Reid Dennis, a founder of Institutional Venture Partners and an investor throughout the history of venture capital, says he’s never seen anything like it. “The lawsuits that we are seeing now, that’s a new phenomenon,” says Dennis, 76. “In previous downturns, people felt that lawsuits were counterproductive. It has always been much more profitable to go and find the next investment than try and find money by filing a lawsuit. One of the things driving these lawsuits is people who have given up on investing. Suing is a way of shifting the blame from your own stupidity to someone else’s.”
On its face, Dennis’ take on what’s going on appears to be on the money. But, it could be argued that the rules that applied in the clubby days of VC just don’t apply to the massive industry it has grown into-and the weight of the financial stakes. For example, Benchmark Capital sued Canadian International Bank of Commerce (CIBC) this past summer, alleging that CIBC and portfolio company Juniper Financial conspired to wipe out $115 million worth of investments in Juniper by Benchmark and other investors. It was the first suit Benchmark ever filed. Some will argue Benchmark should’ve just walked away from the $25 million loss that it personally suffered and focus all its energy on new deals. But at what point is the loss so large that it can’t be ignored?

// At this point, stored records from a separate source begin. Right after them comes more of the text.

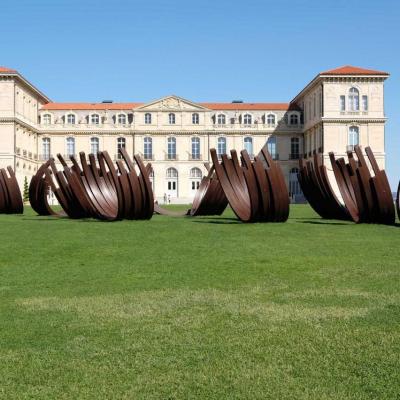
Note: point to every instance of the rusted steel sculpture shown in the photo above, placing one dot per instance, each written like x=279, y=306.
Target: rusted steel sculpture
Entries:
x=95, y=189
x=366, y=198
x=10, y=194
x=256, y=191
x=314, y=182
x=398, y=201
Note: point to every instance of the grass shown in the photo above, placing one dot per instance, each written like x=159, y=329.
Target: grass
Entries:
x=205, y=308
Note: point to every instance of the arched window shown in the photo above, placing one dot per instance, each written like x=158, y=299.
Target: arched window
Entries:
x=148, y=148
x=70, y=146
x=46, y=148
x=294, y=119
x=247, y=119
x=221, y=119
x=271, y=119
x=195, y=118
x=71, y=119
x=46, y=119
x=248, y=145
x=294, y=148
x=121, y=144
x=354, y=137
x=195, y=148
x=271, y=146
x=221, y=148
x=354, y=99
x=121, y=119
x=195, y=173
x=171, y=142
x=195, y=178
x=294, y=186
x=95, y=119
x=94, y=145
x=172, y=173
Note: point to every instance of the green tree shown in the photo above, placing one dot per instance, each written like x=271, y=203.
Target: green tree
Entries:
x=26, y=189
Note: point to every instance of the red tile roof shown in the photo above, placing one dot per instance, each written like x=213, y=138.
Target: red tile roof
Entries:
x=90, y=106
x=350, y=70
x=130, y=106
x=5, y=69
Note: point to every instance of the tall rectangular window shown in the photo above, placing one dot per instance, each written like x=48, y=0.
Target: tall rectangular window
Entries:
x=365, y=103
x=342, y=103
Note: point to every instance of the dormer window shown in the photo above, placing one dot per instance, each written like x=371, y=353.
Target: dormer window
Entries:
x=221, y=119
x=121, y=119
x=294, y=119
x=247, y=119
x=46, y=119
x=95, y=119
x=171, y=118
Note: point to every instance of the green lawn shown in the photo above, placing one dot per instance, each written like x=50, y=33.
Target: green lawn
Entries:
x=205, y=308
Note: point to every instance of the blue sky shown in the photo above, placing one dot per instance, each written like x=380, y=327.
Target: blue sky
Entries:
x=202, y=50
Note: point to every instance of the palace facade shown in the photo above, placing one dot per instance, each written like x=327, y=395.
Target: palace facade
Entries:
x=338, y=109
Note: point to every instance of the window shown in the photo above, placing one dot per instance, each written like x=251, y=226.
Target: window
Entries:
x=148, y=148
x=342, y=103
x=95, y=119
x=94, y=145
x=271, y=119
x=195, y=118
x=221, y=148
x=294, y=148
x=271, y=146
x=248, y=145
x=365, y=103
x=70, y=146
x=294, y=119
x=172, y=173
x=247, y=119
x=294, y=186
x=121, y=144
x=354, y=99
x=221, y=119
x=121, y=119
x=71, y=119
x=171, y=148
x=46, y=119
x=353, y=137
x=46, y=148
x=195, y=148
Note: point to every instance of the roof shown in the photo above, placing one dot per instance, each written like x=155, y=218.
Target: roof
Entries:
x=350, y=70
x=130, y=106
x=5, y=69
x=90, y=106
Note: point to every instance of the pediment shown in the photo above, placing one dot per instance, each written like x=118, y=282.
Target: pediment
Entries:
x=172, y=103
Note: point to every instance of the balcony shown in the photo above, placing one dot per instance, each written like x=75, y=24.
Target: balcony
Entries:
x=171, y=157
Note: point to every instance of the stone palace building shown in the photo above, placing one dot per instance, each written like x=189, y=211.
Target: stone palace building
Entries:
x=338, y=109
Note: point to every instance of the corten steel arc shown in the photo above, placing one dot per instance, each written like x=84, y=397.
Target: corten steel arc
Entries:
x=10, y=194
x=315, y=185
x=96, y=188
x=256, y=191
x=366, y=198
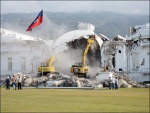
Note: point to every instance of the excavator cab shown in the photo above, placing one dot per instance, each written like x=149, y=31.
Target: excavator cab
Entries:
x=82, y=69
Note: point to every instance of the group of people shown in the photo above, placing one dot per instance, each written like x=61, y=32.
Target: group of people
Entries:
x=113, y=83
x=15, y=82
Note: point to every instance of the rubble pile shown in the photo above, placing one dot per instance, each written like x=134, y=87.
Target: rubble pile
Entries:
x=62, y=80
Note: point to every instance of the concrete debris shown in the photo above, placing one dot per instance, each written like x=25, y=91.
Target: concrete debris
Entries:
x=62, y=80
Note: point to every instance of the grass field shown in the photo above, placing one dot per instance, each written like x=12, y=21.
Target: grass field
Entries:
x=75, y=100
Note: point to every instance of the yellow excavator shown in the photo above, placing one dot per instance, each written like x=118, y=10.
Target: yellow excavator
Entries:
x=82, y=69
x=47, y=67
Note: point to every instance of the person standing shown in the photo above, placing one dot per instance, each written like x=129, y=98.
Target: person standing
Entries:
x=113, y=83
x=19, y=83
x=116, y=83
x=14, y=82
x=110, y=83
x=7, y=83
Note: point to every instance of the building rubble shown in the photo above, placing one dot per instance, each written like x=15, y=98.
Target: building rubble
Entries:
x=62, y=80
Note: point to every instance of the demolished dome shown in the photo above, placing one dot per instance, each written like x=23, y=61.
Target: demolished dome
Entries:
x=61, y=43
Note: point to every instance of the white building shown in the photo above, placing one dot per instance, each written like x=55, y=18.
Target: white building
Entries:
x=21, y=53
x=138, y=53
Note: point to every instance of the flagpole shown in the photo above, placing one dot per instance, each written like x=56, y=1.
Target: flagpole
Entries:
x=42, y=59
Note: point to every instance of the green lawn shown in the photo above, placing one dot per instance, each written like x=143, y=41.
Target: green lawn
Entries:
x=75, y=100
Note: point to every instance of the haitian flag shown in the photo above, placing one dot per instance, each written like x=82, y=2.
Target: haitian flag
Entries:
x=36, y=22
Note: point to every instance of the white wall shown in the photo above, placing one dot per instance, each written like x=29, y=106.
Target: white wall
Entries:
x=120, y=59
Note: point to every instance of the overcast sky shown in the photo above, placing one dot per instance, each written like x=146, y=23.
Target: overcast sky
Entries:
x=130, y=7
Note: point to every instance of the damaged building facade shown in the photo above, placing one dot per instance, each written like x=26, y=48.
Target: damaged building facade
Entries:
x=138, y=53
x=129, y=55
x=21, y=53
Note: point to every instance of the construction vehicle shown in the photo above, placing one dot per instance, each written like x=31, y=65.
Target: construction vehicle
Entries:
x=47, y=68
x=81, y=69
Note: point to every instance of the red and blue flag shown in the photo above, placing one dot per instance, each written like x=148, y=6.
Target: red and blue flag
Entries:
x=36, y=22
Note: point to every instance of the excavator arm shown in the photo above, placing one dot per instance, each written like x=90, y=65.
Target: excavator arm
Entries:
x=82, y=70
x=89, y=42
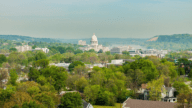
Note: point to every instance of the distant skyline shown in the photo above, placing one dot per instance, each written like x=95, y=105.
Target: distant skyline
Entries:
x=72, y=19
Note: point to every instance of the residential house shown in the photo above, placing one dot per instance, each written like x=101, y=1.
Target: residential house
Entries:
x=86, y=104
x=134, y=103
x=169, y=95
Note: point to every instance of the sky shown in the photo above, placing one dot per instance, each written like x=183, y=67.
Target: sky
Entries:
x=71, y=19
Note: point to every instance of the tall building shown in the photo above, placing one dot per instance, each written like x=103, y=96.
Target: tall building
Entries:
x=120, y=49
x=94, y=45
x=23, y=48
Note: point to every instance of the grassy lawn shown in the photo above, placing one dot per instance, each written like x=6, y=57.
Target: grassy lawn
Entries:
x=117, y=105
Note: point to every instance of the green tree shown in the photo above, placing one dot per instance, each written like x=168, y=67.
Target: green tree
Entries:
x=190, y=74
x=105, y=98
x=71, y=100
x=100, y=51
x=181, y=71
x=48, y=99
x=125, y=52
x=155, y=88
x=31, y=104
x=40, y=55
x=34, y=46
x=2, y=59
x=91, y=93
x=3, y=75
x=81, y=84
x=108, y=52
x=13, y=77
x=12, y=49
x=181, y=87
x=78, y=51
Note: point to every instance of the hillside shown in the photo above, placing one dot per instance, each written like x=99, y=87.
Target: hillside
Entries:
x=27, y=38
x=183, y=38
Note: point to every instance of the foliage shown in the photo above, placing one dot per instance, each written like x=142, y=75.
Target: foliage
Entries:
x=3, y=75
x=155, y=87
x=40, y=55
x=75, y=63
x=71, y=100
x=181, y=87
x=12, y=49
x=53, y=75
x=13, y=77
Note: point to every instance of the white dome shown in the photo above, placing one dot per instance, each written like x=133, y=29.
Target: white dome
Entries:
x=94, y=38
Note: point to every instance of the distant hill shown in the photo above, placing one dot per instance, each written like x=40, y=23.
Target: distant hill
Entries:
x=27, y=38
x=109, y=41
x=176, y=38
x=171, y=42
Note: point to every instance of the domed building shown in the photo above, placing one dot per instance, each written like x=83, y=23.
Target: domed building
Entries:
x=94, y=45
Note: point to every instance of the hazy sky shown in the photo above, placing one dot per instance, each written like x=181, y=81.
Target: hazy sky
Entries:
x=105, y=18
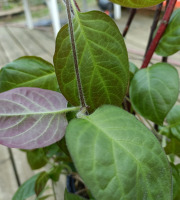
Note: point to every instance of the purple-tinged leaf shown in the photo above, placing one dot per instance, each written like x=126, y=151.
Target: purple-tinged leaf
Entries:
x=32, y=118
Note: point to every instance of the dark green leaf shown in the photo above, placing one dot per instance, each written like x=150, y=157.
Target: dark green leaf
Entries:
x=137, y=3
x=176, y=182
x=173, y=119
x=36, y=158
x=41, y=182
x=102, y=57
x=55, y=173
x=51, y=150
x=154, y=91
x=70, y=196
x=28, y=71
x=62, y=145
x=118, y=157
x=133, y=69
x=26, y=189
x=170, y=41
x=173, y=147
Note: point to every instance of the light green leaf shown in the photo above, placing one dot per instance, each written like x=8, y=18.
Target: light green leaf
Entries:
x=170, y=41
x=173, y=119
x=36, y=158
x=102, y=57
x=70, y=196
x=118, y=157
x=28, y=71
x=137, y=3
x=26, y=189
x=41, y=182
x=154, y=91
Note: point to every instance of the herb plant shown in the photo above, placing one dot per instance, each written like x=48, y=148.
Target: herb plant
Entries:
x=85, y=120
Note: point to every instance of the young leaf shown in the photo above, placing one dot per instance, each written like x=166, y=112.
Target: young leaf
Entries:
x=173, y=119
x=137, y=3
x=36, y=158
x=70, y=196
x=28, y=71
x=26, y=189
x=102, y=58
x=118, y=157
x=41, y=182
x=170, y=41
x=154, y=91
x=32, y=117
x=132, y=69
x=173, y=147
x=55, y=173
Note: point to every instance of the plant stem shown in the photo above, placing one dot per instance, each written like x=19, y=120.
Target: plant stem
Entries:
x=154, y=25
x=159, y=33
x=77, y=6
x=131, y=17
x=164, y=59
x=80, y=91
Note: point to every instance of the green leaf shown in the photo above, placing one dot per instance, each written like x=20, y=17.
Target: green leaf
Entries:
x=45, y=197
x=173, y=119
x=176, y=181
x=154, y=91
x=55, y=173
x=70, y=196
x=133, y=69
x=118, y=157
x=51, y=150
x=170, y=41
x=137, y=3
x=41, y=182
x=102, y=57
x=36, y=158
x=173, y=147
x=28, y=71
x=26, y=189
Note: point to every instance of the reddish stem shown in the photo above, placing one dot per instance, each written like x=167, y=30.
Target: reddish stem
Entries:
x=131, y=17
x=159, y=33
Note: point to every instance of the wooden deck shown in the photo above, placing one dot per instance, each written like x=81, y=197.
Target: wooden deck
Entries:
x=16, y=42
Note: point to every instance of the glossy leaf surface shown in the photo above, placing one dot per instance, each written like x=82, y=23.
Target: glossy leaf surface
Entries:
x=41, y=182
x=28, y=71
x=173, y=147
x=137, y=3
x=154, y=91
x=36, y=158
x=170, y=41
x=102, y=58
x=173, y=119
x=132, y=69
x=118, y=157
x=70, y=196
x=27, y=189
x=31, y=117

Josh Lerner, a Harvard professor who has studied private equity extensively, says the most recent downturn in the VC industry will have a lasting impact. The most profound shift, and something that will touch everyone in the business, is disclosure, he says. Venture capitalists, like those in other mature asset classes, must be prepared to make their financial activity more transparent. “In some ways venture capital has operated as a private club for a long time,” Lerner says. “I can’t help but think that opening it up to greater transparency and clarifying it in the long run will very much benefit the industry and reward investors.”
Like, Lerner, U.C. Berkeley Business Prof. Andrew Isaacs sees an upside to the skirmishes that have broken out on the venture capital landscape. “The outcome will be a clearer understanding between LPs and GPs and other participants in the industry,” says Isaacs, executive director of Berkeley’s Management of Technology Program. “What you will see are better contracts, clearer contracts and an adjustment of expectations, not an adjustment of modus operandi.”
Isaacs points out that those who play in the venture capital arena are among the most sophisticated investors out there. “These are not FDIC-approved investments, and all parties have their eyes wide open-they always have,” he says. “But having eyes wide open in the future will be accompanied by thicker documents.”
Some VCs would certainly take issue with Lerner and Isaacs’ positive spin on these recent developments. But for now, it appears that the old rules of VC don’t apply in this new world, and the safe bet for VCs, their investors and portfolio companies is to operate under the assumption that the venture world will never go back to its hand-shake roots. For venture firms, it’s becoming that much more important, then, to know how to protect themselves.